Opinion: Running from the police is not a crime

Authors: Jonathan M. Smith (jonathan_smith@washlaw.org) is executive director of the Washington Lawyers’ Committee for Civil Rights and Urban Affairs, and Deborah Jeon (jeon@aclu-md.org) is legal director of the ACLU of Maryland.

If a Black man runs from the police when they pull into his neighborhood, is that evidence of guilt or a rational act of self-preservation? That is the question before the Maryland Court of Appeals in Washington v. State of Maryland. Given that Black people are killed at higher rates than white people, running from the police is an act of self-preservation.

On July 9, 2020, Tyrie Washington was standing in an alley with another person in Northwest Baltimore. Four officers were, according to their testimony, “riding around” to show their presence in a marked police car. As the car approached, Mr. Washington tried to run away and the officers ran after him. The officers testified that they did not see Mr. Washington engage in criminal activity. Without Mr. Washington’s decision to run from police in an area that the officer’s deemed to be “high crime,” there would be no basis to stop him. The police relied on a 22-year-old Supreme Court case that found, in the facts of that case, flight from officers in a high crime area were factors that could be considered to determine whether there was reasonable suspicion to engage in a stop.

The notion that flight means guilt is based on the faulty assumption that a Black man running from the police must have done something wrong. To reach that conclusion, one must ignore the fact that for people of color, particularly Black people, every police encounter, regardless of its origin or purpose, is dangerous and potentially life threatening. According to Mapping Police Violence, Black people are 2.9 times more likely to be killed by police than white people in the U.S.
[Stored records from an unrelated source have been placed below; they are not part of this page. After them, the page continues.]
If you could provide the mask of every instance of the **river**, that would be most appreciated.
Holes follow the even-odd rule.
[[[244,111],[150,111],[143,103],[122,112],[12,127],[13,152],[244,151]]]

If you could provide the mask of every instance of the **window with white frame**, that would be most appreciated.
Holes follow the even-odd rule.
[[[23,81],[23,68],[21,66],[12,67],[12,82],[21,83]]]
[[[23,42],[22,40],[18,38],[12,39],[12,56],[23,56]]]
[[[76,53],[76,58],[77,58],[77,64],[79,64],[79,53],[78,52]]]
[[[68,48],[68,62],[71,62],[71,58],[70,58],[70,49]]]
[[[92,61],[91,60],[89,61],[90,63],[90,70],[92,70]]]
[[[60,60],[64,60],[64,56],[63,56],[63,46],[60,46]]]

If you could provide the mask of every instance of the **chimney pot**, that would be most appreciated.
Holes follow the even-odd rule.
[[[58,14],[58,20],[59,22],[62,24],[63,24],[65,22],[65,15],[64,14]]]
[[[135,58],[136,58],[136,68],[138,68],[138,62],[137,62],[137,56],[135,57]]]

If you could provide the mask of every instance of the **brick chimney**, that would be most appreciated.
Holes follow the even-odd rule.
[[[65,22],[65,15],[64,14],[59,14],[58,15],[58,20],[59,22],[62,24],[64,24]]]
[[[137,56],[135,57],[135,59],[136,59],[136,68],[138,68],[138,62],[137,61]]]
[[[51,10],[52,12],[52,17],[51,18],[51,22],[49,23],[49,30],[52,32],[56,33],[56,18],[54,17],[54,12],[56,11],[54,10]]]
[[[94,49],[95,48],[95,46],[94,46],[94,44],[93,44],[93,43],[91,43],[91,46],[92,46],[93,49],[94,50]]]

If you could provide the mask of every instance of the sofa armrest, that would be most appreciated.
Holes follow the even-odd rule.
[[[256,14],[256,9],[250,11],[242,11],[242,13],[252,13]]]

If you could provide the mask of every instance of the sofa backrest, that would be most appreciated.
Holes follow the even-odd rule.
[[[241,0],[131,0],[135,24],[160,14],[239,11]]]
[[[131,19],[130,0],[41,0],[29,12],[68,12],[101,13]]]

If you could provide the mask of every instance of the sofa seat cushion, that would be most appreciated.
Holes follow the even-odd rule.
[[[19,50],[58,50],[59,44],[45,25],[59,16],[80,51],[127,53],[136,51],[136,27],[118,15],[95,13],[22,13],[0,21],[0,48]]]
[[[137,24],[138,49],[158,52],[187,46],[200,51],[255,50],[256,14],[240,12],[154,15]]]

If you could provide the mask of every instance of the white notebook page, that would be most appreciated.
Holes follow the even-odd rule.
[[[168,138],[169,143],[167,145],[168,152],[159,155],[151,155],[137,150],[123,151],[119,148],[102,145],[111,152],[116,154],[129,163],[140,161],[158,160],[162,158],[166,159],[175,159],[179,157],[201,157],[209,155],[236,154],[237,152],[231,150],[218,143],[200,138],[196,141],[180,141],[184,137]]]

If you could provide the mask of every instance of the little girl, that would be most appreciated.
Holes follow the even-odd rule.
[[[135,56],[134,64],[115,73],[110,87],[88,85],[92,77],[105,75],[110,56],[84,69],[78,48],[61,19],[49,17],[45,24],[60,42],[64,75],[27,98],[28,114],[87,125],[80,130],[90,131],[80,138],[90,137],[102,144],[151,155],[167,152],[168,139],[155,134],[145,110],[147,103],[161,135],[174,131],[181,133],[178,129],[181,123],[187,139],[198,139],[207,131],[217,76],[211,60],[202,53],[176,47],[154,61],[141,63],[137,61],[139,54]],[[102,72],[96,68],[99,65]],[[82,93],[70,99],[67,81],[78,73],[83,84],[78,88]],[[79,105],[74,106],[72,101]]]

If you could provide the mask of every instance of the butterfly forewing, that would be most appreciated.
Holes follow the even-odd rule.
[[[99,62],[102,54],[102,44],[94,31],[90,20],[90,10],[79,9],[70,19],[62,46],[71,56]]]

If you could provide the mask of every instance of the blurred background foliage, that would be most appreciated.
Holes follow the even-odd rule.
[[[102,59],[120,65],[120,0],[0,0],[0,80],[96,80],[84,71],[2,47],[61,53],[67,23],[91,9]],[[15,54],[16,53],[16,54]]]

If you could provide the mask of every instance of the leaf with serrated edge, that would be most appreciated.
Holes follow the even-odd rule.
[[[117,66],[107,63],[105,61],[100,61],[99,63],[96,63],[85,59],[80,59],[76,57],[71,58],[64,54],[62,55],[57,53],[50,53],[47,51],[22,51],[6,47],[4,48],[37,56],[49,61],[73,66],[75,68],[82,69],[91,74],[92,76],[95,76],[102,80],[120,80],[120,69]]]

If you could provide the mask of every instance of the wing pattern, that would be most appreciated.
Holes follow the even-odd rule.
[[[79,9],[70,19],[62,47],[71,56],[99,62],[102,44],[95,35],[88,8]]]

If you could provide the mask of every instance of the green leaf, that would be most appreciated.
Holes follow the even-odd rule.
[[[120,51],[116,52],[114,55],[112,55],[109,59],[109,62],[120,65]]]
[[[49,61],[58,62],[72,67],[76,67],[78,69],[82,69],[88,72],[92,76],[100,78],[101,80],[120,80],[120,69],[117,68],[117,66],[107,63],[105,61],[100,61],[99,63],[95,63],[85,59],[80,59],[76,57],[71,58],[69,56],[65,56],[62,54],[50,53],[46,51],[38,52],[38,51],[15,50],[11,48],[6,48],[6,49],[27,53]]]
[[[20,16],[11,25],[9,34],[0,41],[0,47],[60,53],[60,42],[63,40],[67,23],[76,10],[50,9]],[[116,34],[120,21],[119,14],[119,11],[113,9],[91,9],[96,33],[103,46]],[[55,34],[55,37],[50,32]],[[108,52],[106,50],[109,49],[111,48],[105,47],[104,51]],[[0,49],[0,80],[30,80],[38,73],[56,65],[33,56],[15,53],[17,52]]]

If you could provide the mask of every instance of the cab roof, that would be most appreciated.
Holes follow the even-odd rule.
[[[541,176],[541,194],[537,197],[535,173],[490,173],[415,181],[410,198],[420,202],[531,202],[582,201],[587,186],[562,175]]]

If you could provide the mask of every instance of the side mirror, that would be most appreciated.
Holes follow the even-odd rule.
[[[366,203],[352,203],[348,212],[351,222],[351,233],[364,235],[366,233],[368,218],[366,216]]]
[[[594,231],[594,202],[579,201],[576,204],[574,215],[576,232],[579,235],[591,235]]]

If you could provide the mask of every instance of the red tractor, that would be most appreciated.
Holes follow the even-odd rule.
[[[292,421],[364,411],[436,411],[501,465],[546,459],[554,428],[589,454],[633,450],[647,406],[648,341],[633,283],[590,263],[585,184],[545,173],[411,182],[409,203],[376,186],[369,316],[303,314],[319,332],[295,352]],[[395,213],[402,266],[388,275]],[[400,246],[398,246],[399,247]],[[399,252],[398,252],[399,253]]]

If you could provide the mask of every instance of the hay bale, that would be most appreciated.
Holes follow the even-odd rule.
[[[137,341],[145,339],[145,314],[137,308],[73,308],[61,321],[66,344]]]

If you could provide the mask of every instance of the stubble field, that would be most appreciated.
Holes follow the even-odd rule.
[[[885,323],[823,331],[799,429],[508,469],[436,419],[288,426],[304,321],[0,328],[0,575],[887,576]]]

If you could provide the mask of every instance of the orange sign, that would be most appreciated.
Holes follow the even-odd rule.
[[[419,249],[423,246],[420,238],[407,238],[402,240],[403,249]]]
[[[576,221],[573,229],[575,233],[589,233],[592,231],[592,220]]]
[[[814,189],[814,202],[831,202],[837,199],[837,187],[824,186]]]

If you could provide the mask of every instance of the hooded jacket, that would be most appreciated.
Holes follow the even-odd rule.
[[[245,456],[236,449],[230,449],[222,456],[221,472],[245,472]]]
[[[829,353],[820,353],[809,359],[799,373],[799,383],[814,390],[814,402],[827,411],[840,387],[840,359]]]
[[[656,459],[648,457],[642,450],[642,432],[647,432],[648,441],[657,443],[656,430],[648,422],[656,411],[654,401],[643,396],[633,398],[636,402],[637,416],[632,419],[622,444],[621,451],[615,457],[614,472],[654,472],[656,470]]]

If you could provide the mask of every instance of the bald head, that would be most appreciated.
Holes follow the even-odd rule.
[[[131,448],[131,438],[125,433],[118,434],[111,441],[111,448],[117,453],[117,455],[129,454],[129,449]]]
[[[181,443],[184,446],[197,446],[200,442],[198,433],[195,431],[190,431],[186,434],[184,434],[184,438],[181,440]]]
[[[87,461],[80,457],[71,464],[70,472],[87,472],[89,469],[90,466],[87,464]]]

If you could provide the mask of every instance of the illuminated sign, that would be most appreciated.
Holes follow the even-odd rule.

While police violence and illegal arrests of Black people were as prevalent 22 years ago as they are today, and the innocent justifications to run just as legitimate, one thing has changed. Over the last decade cell phone, body worn camera, and other video recordings have demonstrated what Black people know too well – that every police encounter can be dangerous and there are many good reasons that a Black man might want to avoid them.